I have been tasked with working on a database that I have never seen before and I'm looking at the DB structure. Some of the central and most heavily queried and joined tables look like virtual duplicates of each other. Here's a massively simplified representation of the situation, with business-sensitive information changed, listing hypothetical table names and fields:
TopLevelGroup:
PK_TLGroupId, DisplaysXOnBill, DisplaysYOnBill, IsInvoicedForJ, IsInvoicedForK
SubGroup:
PK_SubGroupId, FK_ParentTopLevelGroupId, DisplaysXOnBill, DisplaysYOnBill, IsInvoicedForJ, IsInvoicedForK
SubSubGroup:
PK_SubSUbGroupId, FK_ParentSubGroupId, DisplaysXOnBill, DisplaysYOnBill, IsInvoicedForJ, IsInvoicedForK
I haven't listed the types of the fields as I don't think it's particularly important to the situation. In addition, it's worth saying that rather than four repeated fields as in the example above, I'm looking at 86 repeated fields. For the most part, those fields genuinely do represent "facts" about the primary table entity, so it's not automatically wrong for that reason.

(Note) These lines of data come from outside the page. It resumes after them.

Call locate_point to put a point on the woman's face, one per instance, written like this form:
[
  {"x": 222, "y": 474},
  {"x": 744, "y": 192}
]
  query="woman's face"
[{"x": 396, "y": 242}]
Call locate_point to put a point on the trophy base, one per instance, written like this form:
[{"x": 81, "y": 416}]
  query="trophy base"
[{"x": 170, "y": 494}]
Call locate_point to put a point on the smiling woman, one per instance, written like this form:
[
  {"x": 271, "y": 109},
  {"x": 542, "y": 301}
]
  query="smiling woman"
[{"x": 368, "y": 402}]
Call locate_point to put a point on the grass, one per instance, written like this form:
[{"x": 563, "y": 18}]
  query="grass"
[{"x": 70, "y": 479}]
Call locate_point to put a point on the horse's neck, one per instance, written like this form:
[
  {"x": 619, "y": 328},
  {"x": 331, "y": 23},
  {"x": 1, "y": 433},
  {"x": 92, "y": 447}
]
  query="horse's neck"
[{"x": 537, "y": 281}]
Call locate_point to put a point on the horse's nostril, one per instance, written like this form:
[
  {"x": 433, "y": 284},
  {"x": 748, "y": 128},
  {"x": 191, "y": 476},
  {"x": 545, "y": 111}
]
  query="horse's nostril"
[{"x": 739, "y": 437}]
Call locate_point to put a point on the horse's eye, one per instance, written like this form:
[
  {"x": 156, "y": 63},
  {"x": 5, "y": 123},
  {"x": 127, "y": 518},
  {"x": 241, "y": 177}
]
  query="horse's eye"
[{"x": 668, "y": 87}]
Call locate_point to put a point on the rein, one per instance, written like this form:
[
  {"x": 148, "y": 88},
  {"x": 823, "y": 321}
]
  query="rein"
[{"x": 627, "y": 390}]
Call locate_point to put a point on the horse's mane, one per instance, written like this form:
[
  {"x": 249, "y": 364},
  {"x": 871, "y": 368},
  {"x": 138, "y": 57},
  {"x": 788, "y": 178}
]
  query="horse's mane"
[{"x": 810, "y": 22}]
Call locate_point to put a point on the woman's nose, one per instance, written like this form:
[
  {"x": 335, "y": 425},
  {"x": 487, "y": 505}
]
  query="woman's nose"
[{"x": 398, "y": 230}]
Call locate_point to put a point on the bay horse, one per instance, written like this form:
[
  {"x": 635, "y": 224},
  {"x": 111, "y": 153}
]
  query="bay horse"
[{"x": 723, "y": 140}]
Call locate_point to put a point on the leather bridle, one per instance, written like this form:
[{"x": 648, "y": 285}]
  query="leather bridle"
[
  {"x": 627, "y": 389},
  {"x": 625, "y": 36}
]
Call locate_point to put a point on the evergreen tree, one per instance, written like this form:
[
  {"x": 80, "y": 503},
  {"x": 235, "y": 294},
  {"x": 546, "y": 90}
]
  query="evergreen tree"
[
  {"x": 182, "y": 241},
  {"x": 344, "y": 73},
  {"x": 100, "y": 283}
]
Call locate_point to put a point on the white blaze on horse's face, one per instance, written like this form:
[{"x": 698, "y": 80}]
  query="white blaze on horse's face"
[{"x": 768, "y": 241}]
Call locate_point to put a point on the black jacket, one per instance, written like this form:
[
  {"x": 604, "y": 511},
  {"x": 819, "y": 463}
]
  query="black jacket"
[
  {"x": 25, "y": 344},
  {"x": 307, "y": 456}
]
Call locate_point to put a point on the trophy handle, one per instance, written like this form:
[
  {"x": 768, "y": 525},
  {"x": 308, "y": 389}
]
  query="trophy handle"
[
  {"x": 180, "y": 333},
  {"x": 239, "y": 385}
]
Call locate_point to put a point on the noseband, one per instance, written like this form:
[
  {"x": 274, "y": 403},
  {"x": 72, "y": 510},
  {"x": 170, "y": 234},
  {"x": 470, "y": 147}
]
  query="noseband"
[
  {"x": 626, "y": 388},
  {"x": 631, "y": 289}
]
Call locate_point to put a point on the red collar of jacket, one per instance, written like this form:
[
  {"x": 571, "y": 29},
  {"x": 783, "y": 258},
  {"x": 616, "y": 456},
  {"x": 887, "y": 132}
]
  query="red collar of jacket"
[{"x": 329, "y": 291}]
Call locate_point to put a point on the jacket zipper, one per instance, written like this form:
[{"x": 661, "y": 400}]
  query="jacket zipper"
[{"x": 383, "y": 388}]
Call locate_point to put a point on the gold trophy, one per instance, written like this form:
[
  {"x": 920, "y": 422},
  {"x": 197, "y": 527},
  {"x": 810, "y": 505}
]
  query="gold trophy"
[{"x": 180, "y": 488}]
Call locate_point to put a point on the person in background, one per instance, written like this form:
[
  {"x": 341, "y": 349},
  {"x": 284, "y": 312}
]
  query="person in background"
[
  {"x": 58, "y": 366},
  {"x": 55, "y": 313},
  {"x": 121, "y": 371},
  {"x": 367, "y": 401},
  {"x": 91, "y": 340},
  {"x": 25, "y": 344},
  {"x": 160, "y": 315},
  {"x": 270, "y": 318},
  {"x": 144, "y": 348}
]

In addition, the "groups" represented here have a property inheritance relationship. If DisplaysXOnBill is NULL in the SubSubGroup, it takes the value of DisplaysXOnBillfrom it's parent, the SubGroup, and so-on up to the TopLevelGroup.

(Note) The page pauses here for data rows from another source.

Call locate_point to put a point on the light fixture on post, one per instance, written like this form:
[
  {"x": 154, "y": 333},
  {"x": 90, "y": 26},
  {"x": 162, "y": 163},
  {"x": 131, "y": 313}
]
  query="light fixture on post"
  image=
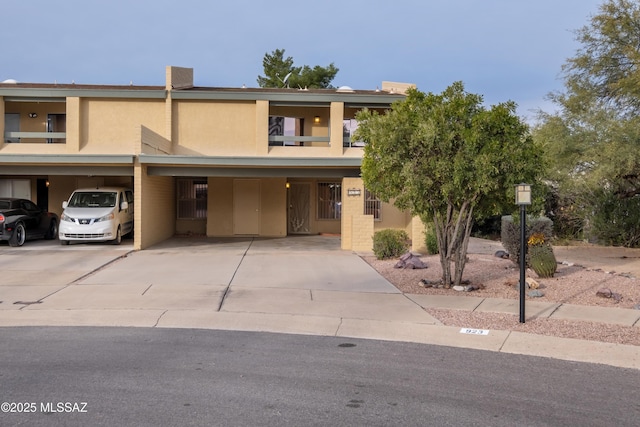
[{"x": 523, "y": 198}]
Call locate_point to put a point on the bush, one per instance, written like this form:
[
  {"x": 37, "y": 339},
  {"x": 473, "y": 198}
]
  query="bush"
[
  {"x": 431, "y": 240},
  {"x": 616, "y": 221},
  {"x": 390, "y": 243},
  {"x": 510, "y": 233}
]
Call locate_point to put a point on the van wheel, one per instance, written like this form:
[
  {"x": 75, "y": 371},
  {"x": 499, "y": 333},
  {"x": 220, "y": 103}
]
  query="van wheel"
[
  {"x": 118, "y": 238},
  {"x": 52, "y": 233},
  {"x": 19, "y": 236}
]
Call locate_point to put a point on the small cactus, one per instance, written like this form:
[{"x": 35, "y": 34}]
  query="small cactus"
[{"x": 541, "y": 257}]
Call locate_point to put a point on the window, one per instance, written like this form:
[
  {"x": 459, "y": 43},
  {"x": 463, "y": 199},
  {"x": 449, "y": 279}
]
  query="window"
[
  {"x": 349, "y": 126},
  {"x": 372, "y": 205},
  {"x": 192, "y": 198},
  {"x": 329, "y": 200},
  {"x": 282, "y": 130}
]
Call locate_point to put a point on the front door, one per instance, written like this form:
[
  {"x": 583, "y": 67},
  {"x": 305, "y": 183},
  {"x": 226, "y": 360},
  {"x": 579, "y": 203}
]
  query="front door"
[
  {"x": 246, "y": 206},
  {"x": 299, "y": 208}
]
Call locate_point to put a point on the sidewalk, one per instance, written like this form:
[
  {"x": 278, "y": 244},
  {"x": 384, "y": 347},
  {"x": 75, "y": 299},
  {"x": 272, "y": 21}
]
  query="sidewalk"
[{"x": 298, "y": 285}]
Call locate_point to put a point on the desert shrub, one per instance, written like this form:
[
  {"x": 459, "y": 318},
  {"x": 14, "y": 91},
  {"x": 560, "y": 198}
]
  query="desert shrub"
[
  {"x": 431, "y": 240},
  {"x": 390, "y": 243},
  {"x": 510, "y": 233},
  {"x": 615, "y": 220}
]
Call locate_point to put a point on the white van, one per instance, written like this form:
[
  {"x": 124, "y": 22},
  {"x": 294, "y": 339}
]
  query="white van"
[{"x": 97, "y": 215}]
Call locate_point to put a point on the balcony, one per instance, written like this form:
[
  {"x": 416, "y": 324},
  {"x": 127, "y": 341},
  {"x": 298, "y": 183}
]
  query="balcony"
[{"x": 35, "y": 137}]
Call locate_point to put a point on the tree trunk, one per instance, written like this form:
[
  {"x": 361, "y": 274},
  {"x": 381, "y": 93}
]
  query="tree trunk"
[{"x": 453, "y": 232}]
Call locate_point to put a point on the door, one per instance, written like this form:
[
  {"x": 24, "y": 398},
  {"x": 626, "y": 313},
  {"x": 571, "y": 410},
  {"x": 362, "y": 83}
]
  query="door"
[
  {"x": 299, "y": 208},
  {"x": 12, "y": 124},
  {"x": 246, "y": 206}
]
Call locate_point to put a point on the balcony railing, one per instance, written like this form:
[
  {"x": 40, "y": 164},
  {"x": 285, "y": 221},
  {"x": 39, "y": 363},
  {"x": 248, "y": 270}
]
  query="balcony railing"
[
  {"x": 48, "y": 137},
  {"x": 298, "y": 141}
]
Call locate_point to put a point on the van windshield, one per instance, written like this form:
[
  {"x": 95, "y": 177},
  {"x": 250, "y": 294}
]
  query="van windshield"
[{"x": 93, "y": 199}]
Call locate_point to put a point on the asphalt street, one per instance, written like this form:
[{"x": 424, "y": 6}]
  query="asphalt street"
[{"x": 153, "y": 376}]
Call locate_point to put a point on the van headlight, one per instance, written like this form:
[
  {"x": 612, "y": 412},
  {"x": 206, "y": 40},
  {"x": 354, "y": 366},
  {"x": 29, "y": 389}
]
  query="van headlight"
[{"x": 107, "y": 217}]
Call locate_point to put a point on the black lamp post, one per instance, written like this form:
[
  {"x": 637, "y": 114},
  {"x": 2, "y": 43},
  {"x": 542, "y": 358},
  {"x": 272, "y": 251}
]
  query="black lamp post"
[{"x": 523, "y": 198}]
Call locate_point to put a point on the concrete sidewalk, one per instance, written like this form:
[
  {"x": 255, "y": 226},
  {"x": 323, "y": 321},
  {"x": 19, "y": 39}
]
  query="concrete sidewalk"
[{"x": 299, "y": 285}]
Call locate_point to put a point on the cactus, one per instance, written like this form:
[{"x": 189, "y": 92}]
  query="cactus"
[{"x": 541, "y": 257}]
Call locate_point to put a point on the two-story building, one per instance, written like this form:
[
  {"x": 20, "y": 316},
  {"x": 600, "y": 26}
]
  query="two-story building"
[{"x": 201, "y": 160}]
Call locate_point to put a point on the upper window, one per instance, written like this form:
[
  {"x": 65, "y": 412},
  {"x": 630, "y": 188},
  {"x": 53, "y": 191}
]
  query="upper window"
[
  {"x": 349, "y": 126},
  {"x": 329, "y": 200},
  {"x": 192, "y": 198},
  {"x": 283, "y": 130}
]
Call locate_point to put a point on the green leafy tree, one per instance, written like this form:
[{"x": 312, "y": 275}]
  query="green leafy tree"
[
  {"x": 280, "y": 72},
  {"x": 593, "y": 140},
  {"x": 448, "y": 160}
]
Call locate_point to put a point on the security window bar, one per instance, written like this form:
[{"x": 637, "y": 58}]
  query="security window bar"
[
  {"x": 372, "y": 205},
  {"x": 329, "y": 200},
  {"x": 192, "y": 198}
]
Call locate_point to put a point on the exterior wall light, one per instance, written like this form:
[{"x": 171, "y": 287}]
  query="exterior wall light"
[{"x": 523, "y": 198}]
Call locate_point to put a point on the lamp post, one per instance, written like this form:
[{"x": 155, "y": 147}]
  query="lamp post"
[{"x": 523, "y": 198}]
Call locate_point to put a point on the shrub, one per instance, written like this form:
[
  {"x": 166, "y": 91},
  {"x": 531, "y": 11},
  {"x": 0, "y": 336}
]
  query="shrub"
[
  {"x": 431, "y": 240},
  {"x": 390, "y": 243},
  {"x": 510, "y": 233},
  {"x": 615, "y": 220}
]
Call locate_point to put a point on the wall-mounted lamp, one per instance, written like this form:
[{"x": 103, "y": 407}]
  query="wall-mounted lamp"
[
  {"x": 523, "y": 198},
  {"x": 523, "y": 194}
]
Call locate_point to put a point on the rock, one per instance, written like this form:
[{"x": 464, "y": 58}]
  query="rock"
[
  {"x": 604, "y": 293},
  {"x": 532, "y": 284},
  {"x": 410, "y": 261},
  {"x": 427, "y": 283},
  {"x": 502, "y": 254}
]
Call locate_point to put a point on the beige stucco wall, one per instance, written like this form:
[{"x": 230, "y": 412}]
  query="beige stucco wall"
[
  {"x": 155, "y": 208},
  {"x": 214, "y": 128},
  {"x": 273, "y": 196},
  {"x": 220, "y": 207},
  {"x": 358, "y": 229},
  {"x": 113, "y": 126},
  {"x": 273, "y": 205}
]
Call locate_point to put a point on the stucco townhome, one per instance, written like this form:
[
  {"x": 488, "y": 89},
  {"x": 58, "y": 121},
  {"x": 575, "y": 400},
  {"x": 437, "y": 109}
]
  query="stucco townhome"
[{"x": 201, "y": 160}]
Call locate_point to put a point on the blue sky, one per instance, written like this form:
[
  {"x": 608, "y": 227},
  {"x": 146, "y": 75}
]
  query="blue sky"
[{"x": 501, "y": 49}]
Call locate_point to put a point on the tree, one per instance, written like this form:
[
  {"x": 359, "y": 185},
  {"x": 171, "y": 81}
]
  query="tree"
[
  {"x": 605, "y": 70},
  {"x": 594, "y": 139},
  {"x": 280, "y": 72},
  {"x": 449, "y": 160}
]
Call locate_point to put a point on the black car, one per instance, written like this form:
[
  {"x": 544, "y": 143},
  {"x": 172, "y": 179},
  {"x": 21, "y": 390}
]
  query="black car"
[{"x": 22, "y": 220}]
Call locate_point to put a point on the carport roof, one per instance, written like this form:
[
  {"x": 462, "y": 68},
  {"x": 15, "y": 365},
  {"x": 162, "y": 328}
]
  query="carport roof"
[{"x": 324, "y": 167}]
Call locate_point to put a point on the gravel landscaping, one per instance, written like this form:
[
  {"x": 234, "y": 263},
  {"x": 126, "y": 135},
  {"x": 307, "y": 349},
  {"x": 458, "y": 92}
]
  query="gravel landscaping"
[{"x": 498, "y": 278}]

Further, the requirements will never require that the model extends beyond three levels, so there is no need for flexibility in that area.
Is there a design smell from several tables which describe very similar entities having almost identical fields? If so, what might be a better design of the example above?

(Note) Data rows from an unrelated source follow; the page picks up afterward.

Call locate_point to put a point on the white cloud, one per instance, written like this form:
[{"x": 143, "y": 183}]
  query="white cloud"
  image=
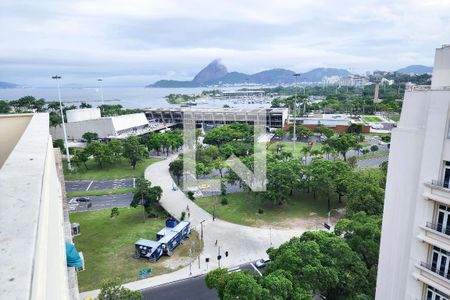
[{"x": 145, "y": 40}]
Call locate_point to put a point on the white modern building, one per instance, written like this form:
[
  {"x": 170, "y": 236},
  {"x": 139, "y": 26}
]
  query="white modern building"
[
  {"x": 414, "y": 258},
  {"x": 34, "y": 222},
  {"x": 80, "y": 121}
]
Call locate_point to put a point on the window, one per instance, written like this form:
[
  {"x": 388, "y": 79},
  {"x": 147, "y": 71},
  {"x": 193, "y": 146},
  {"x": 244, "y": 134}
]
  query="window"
[
  {"x": 434, "y": 294},
  {"x": 443, "y": 219},
  {"x": 440, "y": 262},
  {"x": 446, "y": 174}
]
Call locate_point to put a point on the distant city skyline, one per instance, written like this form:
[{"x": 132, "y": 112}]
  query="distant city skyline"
[{"x": 141, "y": 42}]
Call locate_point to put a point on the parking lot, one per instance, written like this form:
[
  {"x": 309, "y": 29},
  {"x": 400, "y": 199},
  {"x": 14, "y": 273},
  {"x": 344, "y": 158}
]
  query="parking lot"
[
  {"x": 100, "y": 202},
  {"x": 92, "y": 185}
]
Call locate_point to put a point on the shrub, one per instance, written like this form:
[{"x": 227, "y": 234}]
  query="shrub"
[
  {"x": 191, "y": 195},
  {"x": 114, "y": 212}
]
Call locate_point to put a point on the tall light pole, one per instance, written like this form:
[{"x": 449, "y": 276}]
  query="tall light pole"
[
  {"x": 66, "y": 145},
  {"x": 100, "y": 80},
  {"x": 294, "y": 139}
]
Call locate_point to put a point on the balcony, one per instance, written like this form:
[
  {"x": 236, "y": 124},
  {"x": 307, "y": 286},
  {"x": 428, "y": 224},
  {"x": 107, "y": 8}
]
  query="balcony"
[
  {"x": 438, "y": 228},
  {"x": 428, "y": 275},
  {"x": 435, "y": 235},
  {"x": 438, "y": 191}
]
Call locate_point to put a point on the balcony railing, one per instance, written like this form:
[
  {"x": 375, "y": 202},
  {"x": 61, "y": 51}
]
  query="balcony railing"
[
  {"x": 440, "y": 183},
  {"x": 439, "y": 228},
  {"x": 444, "y": 275}
]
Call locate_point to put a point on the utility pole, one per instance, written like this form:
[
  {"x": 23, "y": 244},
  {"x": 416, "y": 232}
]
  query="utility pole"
[
  {"x": 101, "y": 89},
  {"x": 69, "y": 165},
  {"x": 201, "y": 229},
  {"x": 294, "y": 139}
]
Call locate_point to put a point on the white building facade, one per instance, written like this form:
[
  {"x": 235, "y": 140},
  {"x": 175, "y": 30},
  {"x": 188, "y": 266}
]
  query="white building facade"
[
  {"x": 33, "y": 224},
  {"x": 414, "y": 258},
  {"x": 80, "y": 121}
]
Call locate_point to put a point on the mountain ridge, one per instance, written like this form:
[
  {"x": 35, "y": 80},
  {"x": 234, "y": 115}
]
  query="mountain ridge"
[{"x": 215, "y": 73}]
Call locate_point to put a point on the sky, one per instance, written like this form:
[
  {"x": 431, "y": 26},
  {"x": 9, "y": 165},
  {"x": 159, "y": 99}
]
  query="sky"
[{"x": 137, "y": 42}]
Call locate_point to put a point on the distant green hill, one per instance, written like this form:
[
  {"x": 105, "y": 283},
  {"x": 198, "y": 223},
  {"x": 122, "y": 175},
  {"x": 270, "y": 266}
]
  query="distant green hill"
[
  {"x": 216, "y": 73},
  {"x": 173, "y": 84},
  {"x": 8, "y": 85},
  {"x": 416, "y": 69}
]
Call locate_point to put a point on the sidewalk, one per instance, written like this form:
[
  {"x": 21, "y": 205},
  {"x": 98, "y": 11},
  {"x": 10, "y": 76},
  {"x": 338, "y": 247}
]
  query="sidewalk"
[{"x": 243, "y": 243}]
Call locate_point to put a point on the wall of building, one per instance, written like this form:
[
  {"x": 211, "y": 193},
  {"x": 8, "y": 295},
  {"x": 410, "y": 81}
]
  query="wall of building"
[
  {"x": 32, "y": 238},
  {"x": 75, "y": 130},
  {"x": 12, "y": 127},
  {"x": 83, "y": 114}
]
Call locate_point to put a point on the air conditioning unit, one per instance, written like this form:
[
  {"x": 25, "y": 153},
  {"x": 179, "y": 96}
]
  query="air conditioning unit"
[
  {"x": 83, "y": 267},
  {"x": 75, "y": 229}
]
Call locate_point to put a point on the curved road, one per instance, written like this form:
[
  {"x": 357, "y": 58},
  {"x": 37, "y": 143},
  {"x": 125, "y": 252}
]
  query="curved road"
[{"x": 243, "y": 243}]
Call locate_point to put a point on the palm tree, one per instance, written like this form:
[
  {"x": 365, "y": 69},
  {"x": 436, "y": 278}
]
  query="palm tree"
[
  {"x": 305, "y": 151},
  {"x": 358, "y": 148},
  {"x": 327, "y": 149}
]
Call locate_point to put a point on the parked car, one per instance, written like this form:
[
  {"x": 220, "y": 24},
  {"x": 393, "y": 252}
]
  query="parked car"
[
  {"x": 83, "y": 199},
  {"x": 260, "y": 263}
]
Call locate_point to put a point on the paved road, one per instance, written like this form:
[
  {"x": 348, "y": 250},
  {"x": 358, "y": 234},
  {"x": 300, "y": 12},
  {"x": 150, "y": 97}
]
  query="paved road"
[
  {"x": 91, "y": 185},
  {"x": 190, "y": 289},
  {"x": 101, "y": 202}
]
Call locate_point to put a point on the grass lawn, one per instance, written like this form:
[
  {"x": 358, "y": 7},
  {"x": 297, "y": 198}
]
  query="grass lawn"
[
  {"x": 108, "y": 246},
  {"x": 289, "y": 147},
  {"x": 395, "y": 117},
  {"x": 372, "y": 155},
  {"x": 372, "y": 119},
  {"x": 120, "y": 169},
  {"x": 100, "y": 192},
  {"x": 242, "y": 208}
]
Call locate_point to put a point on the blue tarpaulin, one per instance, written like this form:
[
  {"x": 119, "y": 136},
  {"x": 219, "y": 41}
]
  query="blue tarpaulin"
[{"x": 72, "y": 256}]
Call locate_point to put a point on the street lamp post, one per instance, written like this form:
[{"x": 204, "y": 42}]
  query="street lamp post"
[
  {"x": 100, "y": 80},
  {"x": 201, "y": 229},
  {"x": 329, "y": 215},
  {"x": 294, "y": 139},
  {"x": 69, "y": 165}
]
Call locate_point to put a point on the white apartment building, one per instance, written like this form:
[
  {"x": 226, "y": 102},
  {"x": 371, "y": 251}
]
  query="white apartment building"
[
  {"x": 414, "y": 261},
  {"x": 34, "y": 221}
]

I'm using the phrase "design smell" to indicate a possible problem. Of course, in any given situation, a particular design might well be the best solution. I'm looking for a more general answer - wondering what might be wrong with this design and what might be the better design were that the case.
Possibly related, but not primary questions:
Is this database schema in a reasonably normal form (e.g. to 3NF), insofar as can be told from the information I've provided. I can't see a problem with the requirements of 2NF and 3NF, except in their inheriting the requirements of 1NF. Is 1NF satisfied though? Are repeating groups allowed in different tables?
Is there a best-practice method for implementing the inheritance relationship in a database as I require? The method above feels clunky to me because any query on the SubSubGroup necessarily needs to join onto the SubGroup and the TopLevelGroup tables to collect inherited facts, which can make even trivial joins requiring facts from the SubSubGroup table rather long-winded.
There are, of course, political considerations to making a relatively large change like this. For the purpose of this question, I'm happy to ignore that fact in the interests of keeping the answers ring-fenced to the technical problem.